“正是!”解老三径直走到茶案前,也不等人请,一屁股坐在对面太师椅上,翘起二郎腿,
“林老板新店开张,解某特来谈桩生意。”
说这话时,眼神还色眯眯的从清欢身上扫过。
清欢强忍着恶心,“请讲。”
“简单。”解老三从怀里摸出旱烟杆,慢悠悠装烟丝,
“林氏古玩既然开在长沙,就得守长沙的规矩。
九门有九门的道,你们外来的,想站稳脚跟,得有本地人照应。
解某在这长沙混了三十年,人脉广,路子宽。
这样,你这铺子,解某入股五成,日后所有货品的进出、官面上的打点,都由解某负责,保你生意兴隆!
你看如何?”
他说得理所当然,仿佛天大的恩赐。
屏风后的林长平手指微动,门外林长洲已悄然移步,封住了退路。
清欢却笑了。
不是冷笑,是真正觉得好笑那种笑,眉眼弯起,带着几分少女特有的明媚感,
“解三爷,林某从南洋回来时,家父曾叮嘱过一句话:‘强龙不压地头蛇,但若那蛇想吞龙,也不必客气。’”
解老三脸色一沉:“林老板这话什么意思?”
“意思是…”清欢端起茶盏,轻轻吹开浮沫,“林氏古玩,不与人合股。尤其不与…”
她抬眼,目光骤然冷冽,“勾结外人、谋害亲侄的无耻之徒合股。”
“你!”解老三拍案而起。
他身后的跟班正要上前,林长洲已经动了。
没人看清他怎么动的,只觉眼前一花,解老三带来的四个跟班已全部倒地,每人脖颈侧方挨了一记手刀,昏死过去。

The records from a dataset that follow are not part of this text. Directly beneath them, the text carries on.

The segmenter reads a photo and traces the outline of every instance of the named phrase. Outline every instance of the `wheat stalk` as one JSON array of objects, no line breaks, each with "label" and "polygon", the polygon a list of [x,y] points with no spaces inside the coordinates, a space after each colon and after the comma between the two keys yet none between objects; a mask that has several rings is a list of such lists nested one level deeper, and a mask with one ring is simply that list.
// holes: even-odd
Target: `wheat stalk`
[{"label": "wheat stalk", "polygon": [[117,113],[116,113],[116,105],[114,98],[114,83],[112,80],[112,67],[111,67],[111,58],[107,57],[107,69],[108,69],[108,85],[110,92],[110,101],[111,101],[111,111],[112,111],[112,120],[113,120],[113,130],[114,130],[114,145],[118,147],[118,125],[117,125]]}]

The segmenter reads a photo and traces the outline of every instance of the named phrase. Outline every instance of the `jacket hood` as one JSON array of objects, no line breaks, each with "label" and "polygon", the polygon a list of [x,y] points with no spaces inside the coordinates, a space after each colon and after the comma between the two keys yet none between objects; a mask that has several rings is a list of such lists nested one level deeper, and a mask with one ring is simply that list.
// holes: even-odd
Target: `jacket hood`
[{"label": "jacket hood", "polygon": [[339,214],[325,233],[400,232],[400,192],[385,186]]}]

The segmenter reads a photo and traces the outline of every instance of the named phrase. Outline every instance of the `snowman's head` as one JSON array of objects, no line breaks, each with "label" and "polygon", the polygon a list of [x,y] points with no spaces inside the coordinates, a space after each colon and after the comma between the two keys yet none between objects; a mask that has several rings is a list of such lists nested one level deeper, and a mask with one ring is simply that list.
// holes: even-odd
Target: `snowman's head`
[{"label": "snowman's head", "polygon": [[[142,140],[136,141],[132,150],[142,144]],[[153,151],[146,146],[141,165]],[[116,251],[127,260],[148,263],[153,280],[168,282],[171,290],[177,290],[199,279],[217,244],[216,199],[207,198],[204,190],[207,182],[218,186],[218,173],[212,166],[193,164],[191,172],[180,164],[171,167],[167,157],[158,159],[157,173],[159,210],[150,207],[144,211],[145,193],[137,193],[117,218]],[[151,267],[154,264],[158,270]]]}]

解决完人后,林长洲站在解老三身侧,一只手轻轻搭在他肩上。
那只手看上去没用力,但解老三瞬间脸色煞白,他整条右臂都麻了,动弹不得。
“解三爷,请。”林长洲声音平静。
解老三被“请”出铺子时,腿脚都是软的。
到了门外,他才找回声音,回头嘶吼道,“姓林的!你给老子等着!外来户不懂长沙规矩,老子让你开不过三天!”
街对面已有不少人在看热闹。
清欢走到门口,倚着门框,声音不大,却足够清晰:“林某的确不懂长沙规矩,只懂一个道理——做生意,诚信为本。

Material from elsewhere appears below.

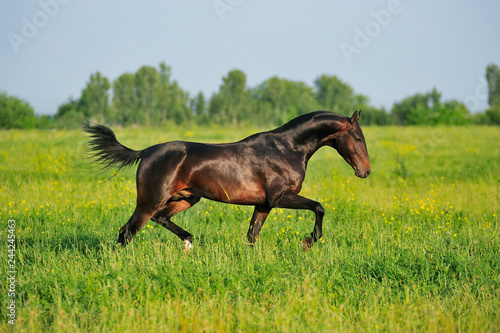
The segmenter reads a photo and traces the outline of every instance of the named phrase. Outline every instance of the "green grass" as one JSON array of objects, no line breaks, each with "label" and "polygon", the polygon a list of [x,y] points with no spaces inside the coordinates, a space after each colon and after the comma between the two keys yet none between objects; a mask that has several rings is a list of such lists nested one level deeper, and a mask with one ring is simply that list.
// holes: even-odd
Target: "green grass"
[{"label": "green grass", "polygon": [[[224,142],[254,129],[120,129],[131,148]],[[202,200],[174,221],[194,248],[149,222],[127,248],[135,169],[99,174],[78,131],[0,132],[0,272],[16,220],[19,332],[496,332],[500,330],[500,131],[366,128],[367,179],[329,148],[302,194],[326,209],[272,211],[255,248],[252,207]],[[8,330],[7,273],[0,330]]]}]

做人,良知为底。解三爷若是想教林某规矩,随时恭候。”
她说完,转身回内堂。
林长洲单手提起昏迷的跟班,像扔麻袋一样丢到街边,然后退回门内,合上铺门。
午后阳光照在“林氏古玩”的匾额上,那四个字在光影里显得格外冷硬。
时间转眼又过了三日。
解雨臣每日辰时都会去城南私塾读书,巳时回红府练功。
路线固定,从红府侧门出,过两条街,拐进一条僻静小巷,巷子尽头就是私塾后门。
这天他走到巷中段时,前后突然冒出七八个泼皮无赖。